Paragraph “ thirty ” of the last will and testament of the decedent provides as follows: “ In case my estate is worth more or less at my death, or if any of the persons, designated in these trusts, should die, before or after me, the amounts left to Prosper J. Aucaigne, Josephine Jacquin, Blanche Ams, Emil Ams, Jr., Hortense Ams, Mrs. Botsford, Mrs. Schoener, Blanche Covary and Martha Hobson are to be proportionately increased or decreased as the case may be, and upon the death of the last trustee legatee, these amounts are to go to my nearest heirs at law.”

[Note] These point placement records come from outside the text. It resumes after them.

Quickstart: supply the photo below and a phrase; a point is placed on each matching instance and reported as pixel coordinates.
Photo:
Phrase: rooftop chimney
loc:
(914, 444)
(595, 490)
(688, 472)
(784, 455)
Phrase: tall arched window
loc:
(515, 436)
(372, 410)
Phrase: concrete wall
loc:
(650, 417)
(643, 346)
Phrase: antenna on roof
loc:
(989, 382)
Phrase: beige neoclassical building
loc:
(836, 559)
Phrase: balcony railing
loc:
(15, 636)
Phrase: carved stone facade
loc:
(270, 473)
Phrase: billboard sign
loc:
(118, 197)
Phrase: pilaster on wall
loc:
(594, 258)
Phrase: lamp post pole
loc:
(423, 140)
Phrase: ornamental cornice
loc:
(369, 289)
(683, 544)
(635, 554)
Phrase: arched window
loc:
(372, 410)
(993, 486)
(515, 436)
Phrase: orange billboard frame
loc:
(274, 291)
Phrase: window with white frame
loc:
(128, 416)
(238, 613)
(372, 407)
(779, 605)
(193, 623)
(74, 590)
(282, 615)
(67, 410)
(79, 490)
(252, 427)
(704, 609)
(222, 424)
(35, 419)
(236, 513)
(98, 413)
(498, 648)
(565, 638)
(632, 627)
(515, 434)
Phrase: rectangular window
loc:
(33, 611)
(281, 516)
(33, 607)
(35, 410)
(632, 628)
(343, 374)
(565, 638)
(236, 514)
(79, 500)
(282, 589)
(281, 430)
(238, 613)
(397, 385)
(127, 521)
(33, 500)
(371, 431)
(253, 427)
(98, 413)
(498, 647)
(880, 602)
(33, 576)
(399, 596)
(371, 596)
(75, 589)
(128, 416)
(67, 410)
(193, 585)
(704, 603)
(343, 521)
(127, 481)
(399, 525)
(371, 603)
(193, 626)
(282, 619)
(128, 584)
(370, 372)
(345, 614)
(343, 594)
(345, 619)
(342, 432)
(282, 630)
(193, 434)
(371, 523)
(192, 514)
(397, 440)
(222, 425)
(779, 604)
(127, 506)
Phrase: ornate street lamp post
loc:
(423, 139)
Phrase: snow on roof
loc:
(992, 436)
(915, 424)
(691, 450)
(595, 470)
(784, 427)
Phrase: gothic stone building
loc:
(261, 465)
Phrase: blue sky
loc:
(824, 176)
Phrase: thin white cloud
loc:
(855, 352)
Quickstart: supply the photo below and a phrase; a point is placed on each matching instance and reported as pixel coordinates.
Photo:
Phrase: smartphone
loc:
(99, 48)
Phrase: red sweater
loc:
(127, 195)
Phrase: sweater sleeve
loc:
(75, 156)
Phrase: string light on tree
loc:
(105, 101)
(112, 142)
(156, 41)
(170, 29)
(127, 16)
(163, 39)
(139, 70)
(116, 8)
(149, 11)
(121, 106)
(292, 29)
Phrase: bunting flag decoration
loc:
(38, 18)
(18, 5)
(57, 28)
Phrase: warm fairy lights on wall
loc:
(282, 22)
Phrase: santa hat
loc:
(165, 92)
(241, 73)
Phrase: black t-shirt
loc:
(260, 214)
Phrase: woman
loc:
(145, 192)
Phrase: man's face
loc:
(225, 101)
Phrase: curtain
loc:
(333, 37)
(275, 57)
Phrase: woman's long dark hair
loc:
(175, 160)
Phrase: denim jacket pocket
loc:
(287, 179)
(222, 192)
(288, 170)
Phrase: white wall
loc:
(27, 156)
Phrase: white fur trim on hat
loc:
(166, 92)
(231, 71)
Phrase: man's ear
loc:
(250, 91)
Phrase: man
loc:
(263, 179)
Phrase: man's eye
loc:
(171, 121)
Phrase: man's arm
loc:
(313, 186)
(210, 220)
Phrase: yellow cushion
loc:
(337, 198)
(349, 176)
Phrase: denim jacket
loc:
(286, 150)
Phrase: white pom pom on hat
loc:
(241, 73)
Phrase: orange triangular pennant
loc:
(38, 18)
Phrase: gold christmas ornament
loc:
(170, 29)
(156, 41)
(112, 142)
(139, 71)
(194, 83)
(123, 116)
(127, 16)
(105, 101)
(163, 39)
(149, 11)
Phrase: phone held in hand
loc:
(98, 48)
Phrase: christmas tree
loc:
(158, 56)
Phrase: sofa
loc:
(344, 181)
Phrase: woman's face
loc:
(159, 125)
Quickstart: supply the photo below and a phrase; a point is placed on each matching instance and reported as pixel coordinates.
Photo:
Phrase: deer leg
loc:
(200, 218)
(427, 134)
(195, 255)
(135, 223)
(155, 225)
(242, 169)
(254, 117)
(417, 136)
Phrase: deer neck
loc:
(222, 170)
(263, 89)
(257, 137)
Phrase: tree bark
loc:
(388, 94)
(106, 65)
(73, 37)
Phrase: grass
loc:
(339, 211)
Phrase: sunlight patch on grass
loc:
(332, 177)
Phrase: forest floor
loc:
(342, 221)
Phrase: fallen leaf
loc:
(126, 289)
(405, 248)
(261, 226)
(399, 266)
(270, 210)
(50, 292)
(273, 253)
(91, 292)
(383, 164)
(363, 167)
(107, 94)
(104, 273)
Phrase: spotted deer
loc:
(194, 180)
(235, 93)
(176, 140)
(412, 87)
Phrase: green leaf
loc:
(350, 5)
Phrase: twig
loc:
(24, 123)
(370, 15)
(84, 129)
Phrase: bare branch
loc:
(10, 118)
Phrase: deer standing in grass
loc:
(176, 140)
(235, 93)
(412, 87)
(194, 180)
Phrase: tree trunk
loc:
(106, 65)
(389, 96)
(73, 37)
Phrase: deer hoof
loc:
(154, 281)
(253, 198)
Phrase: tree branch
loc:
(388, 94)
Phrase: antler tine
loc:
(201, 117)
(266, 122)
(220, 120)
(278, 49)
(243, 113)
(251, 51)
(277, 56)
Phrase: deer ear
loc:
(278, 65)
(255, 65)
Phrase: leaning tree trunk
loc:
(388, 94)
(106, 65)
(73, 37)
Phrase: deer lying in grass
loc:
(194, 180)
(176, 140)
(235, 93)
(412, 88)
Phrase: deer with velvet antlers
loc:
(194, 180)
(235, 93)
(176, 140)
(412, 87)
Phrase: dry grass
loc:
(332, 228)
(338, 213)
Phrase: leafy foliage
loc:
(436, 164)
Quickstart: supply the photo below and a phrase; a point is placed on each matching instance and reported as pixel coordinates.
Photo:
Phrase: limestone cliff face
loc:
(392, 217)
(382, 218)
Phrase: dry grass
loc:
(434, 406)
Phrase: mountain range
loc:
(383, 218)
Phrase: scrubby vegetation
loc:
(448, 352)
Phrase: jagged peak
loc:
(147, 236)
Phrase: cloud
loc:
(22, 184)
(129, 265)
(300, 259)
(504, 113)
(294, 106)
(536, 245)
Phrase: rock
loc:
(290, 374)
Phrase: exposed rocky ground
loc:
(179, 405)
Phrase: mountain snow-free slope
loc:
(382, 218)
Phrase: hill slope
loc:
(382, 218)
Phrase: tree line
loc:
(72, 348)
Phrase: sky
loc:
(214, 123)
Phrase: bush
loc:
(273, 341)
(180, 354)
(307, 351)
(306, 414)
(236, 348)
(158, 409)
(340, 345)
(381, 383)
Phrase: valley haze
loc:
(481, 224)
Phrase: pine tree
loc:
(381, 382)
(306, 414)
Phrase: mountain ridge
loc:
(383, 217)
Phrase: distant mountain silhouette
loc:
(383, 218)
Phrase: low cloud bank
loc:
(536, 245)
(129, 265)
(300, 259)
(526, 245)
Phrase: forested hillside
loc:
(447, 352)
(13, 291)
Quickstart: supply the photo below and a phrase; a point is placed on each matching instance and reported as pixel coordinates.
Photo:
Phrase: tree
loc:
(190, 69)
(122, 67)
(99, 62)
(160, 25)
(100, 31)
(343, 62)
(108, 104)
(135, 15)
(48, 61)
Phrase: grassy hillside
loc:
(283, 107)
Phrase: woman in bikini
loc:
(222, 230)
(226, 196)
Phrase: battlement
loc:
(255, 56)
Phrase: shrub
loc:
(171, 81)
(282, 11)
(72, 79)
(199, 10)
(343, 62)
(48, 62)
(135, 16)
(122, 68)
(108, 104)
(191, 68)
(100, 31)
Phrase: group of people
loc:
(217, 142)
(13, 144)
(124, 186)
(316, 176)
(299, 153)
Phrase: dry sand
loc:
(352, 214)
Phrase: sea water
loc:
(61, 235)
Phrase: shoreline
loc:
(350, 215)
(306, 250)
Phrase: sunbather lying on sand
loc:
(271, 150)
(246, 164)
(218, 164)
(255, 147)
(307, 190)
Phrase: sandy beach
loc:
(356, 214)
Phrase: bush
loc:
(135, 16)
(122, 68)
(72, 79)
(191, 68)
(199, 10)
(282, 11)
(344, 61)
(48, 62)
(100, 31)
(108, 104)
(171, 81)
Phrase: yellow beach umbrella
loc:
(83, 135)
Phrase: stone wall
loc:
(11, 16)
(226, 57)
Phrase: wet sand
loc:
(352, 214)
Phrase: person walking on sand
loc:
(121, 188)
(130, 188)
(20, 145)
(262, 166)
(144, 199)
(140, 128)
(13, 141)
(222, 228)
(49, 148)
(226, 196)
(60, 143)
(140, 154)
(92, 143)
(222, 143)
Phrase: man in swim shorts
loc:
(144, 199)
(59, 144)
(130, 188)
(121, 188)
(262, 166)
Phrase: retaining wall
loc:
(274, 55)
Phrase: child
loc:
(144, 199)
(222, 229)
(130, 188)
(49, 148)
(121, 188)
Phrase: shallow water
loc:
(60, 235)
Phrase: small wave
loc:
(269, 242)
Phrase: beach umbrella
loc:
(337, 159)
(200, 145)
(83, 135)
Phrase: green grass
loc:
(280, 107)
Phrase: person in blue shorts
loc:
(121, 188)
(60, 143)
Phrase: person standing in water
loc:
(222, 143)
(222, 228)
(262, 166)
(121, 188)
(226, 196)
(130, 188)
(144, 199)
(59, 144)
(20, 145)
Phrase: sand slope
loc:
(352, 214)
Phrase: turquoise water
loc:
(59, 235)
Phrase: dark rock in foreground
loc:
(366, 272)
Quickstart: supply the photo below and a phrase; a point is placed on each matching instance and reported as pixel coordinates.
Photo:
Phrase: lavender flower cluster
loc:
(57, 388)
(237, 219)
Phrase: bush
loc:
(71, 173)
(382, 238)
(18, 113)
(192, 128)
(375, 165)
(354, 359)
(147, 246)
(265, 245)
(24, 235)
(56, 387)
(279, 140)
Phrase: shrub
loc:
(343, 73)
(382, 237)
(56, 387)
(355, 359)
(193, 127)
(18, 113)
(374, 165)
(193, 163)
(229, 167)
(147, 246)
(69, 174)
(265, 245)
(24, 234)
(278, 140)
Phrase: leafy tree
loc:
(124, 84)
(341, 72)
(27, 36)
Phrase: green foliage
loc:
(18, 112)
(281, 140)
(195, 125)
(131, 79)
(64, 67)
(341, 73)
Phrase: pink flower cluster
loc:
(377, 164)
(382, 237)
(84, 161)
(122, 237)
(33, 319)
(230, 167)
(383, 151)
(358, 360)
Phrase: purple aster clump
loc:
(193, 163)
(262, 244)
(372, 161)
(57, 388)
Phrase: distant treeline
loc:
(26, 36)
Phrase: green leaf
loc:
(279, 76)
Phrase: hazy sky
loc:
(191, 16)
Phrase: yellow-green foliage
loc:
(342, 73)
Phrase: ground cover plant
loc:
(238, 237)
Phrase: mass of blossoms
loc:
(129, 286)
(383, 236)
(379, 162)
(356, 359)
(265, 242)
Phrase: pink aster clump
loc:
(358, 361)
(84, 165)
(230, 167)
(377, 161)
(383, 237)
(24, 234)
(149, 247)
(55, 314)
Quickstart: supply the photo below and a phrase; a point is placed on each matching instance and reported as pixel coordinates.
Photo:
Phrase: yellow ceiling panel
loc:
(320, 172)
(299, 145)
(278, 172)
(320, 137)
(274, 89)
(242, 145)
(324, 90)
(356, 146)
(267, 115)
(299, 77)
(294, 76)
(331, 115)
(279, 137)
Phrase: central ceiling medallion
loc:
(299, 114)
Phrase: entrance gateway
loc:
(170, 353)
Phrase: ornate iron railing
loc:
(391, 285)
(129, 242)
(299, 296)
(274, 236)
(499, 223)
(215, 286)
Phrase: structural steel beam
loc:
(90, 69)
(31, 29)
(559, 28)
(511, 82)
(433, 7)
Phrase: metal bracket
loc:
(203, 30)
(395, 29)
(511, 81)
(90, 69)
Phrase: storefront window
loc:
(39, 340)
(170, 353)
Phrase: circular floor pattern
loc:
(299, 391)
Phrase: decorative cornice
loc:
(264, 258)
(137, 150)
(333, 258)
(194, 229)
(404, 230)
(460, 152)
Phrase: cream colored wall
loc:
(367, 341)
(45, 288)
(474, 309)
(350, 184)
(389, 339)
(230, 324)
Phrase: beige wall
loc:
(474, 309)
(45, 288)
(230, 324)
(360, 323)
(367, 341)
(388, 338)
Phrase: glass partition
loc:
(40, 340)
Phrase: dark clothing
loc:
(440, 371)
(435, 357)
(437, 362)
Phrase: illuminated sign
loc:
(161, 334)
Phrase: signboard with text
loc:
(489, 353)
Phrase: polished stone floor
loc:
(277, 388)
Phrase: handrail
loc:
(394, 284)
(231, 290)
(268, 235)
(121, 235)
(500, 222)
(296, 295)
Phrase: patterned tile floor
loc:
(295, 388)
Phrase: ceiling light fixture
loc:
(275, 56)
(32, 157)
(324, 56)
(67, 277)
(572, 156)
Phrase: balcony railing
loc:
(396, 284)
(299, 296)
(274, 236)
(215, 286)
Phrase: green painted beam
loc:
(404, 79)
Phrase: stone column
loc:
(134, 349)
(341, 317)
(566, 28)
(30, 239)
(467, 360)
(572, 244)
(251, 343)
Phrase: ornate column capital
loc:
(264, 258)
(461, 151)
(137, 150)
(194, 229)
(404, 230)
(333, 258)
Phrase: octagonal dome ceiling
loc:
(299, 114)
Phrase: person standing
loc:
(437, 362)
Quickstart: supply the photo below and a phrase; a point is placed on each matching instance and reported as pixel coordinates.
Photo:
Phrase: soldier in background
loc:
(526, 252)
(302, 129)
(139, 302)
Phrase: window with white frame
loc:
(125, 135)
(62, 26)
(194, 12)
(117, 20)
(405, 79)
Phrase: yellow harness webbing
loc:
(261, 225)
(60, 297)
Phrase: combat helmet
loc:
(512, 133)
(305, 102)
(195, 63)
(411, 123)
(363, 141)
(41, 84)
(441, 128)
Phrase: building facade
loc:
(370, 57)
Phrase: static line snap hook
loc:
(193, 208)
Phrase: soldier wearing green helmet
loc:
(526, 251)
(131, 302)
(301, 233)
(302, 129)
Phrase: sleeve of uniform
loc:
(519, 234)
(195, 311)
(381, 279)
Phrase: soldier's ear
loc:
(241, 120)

Prior provisions of the will, after specific legacies to most of *725the persons named above, created trusts in various amounts for each of them except for Blanche Ams to whom a general legacy was given outright. If the paragraphs of the will in which the trusts are provided for are considered without reference to paragraph “ thirty,” it appears that some of the trusts are for the life of the beneficiary, and some until the beneficiary reaches a certain age and that in all of them the trustee has a right to pay to the respective beneficiary, in addition to the income, so much of the principal as in its judgment may" be necessary and proper for his or her care and support.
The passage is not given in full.